In a judgment dated 28 November 2018, the French Supreme Court (Cour de Cassation) ruled for the first time on the characterization of the agreement between a delivery driver and a digital platform. The French Supreme Court granted the status of employee to a former delivery driver of Take Eat Easy.

The French Court of Appeal had rejected the employee status because, among other things, the driver remained free each week to determine the time slots during which he wished to work. The French Supreme Court considered, basing itself on objective elements, that the “geo-tracking system which enabled the company to monitor in real time the position of the driver and the number of kilometers covered by him” allowed the company to sanction the driver (via a bonus and malus system). It therefore ruled that the existence of a power of direction and control over how the driver provided his services created a relationship of subordination, and annulled the judgment of the French Court of Appeal.

For several years now, litigation related to digital platforms such as Uber has emerged both in France and abroad; the decisions rendered by the courts however differ.

In France, several Uber drivers filed proceedings to recharacterize their Uber agreement as an employment agreement. On 29 January 2018, the French Labor Court dismissed a former Uber driver’s request on the grounds that the driver was “entirely free to work according to the hours and days that suited him”, and that “this total freedom in the organization” was “an obstacle to the recognition of an employment agreement”. Nine drivers have since filed claims before the Paris Labor Court contesting their status of independent worker. The cases were pleaded last December 18th, 2018. The decision should be rendered in February 2019.

In the United Kingdom, a British Employment Tribunal ordered Uber on 28 October 2016 to recognize its drivers as workers and consequently pay them at least the minimum wage, contribute to their pensions and grant them paid leave (decision subsequently confirmed on appeal by the UK Court of Appeal on 19 December 2018).

In the United States, Uber drivers filed a class action to recharacterize their agreement as employment agreements. Uber settled for $100 million to bring an end to the dispute.

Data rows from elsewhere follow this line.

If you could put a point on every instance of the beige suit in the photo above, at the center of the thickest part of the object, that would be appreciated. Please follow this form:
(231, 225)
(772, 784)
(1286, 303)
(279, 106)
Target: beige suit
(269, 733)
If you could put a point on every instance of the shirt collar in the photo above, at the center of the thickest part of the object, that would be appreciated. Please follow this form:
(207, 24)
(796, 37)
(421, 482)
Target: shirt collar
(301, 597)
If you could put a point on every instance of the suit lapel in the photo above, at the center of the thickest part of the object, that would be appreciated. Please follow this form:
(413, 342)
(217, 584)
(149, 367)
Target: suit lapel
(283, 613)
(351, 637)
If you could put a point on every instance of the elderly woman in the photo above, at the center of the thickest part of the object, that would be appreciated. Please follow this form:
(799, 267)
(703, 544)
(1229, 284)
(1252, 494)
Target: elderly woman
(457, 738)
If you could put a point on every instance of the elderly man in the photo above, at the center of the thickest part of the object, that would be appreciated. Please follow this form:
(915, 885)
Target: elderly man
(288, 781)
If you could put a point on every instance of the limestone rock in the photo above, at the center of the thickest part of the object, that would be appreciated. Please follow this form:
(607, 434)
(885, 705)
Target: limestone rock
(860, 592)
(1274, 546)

It is still too early to assess the impact of this ruling: will claims and recharacterizations increase ? Certain digital platforms may decide to make changes in their organization to eliminate certain signs of subordination, which may be difficult in practice (notably as regards the elimination of geo-tracking). As a reminder, independent workers must be able to freely organize their activity and be autonomous. They cannot receive strict orders or directives and must preferably supply their own means to carry out the activity (car, helmet, protection equipment). Note that the aim of claimants in this type of litigation is often to obtain the benefit of the social security regime or work accident regime and not necessarily to obtain the status of employee, as often the driver wants flexibility at work, but this could change as a result of this new decision.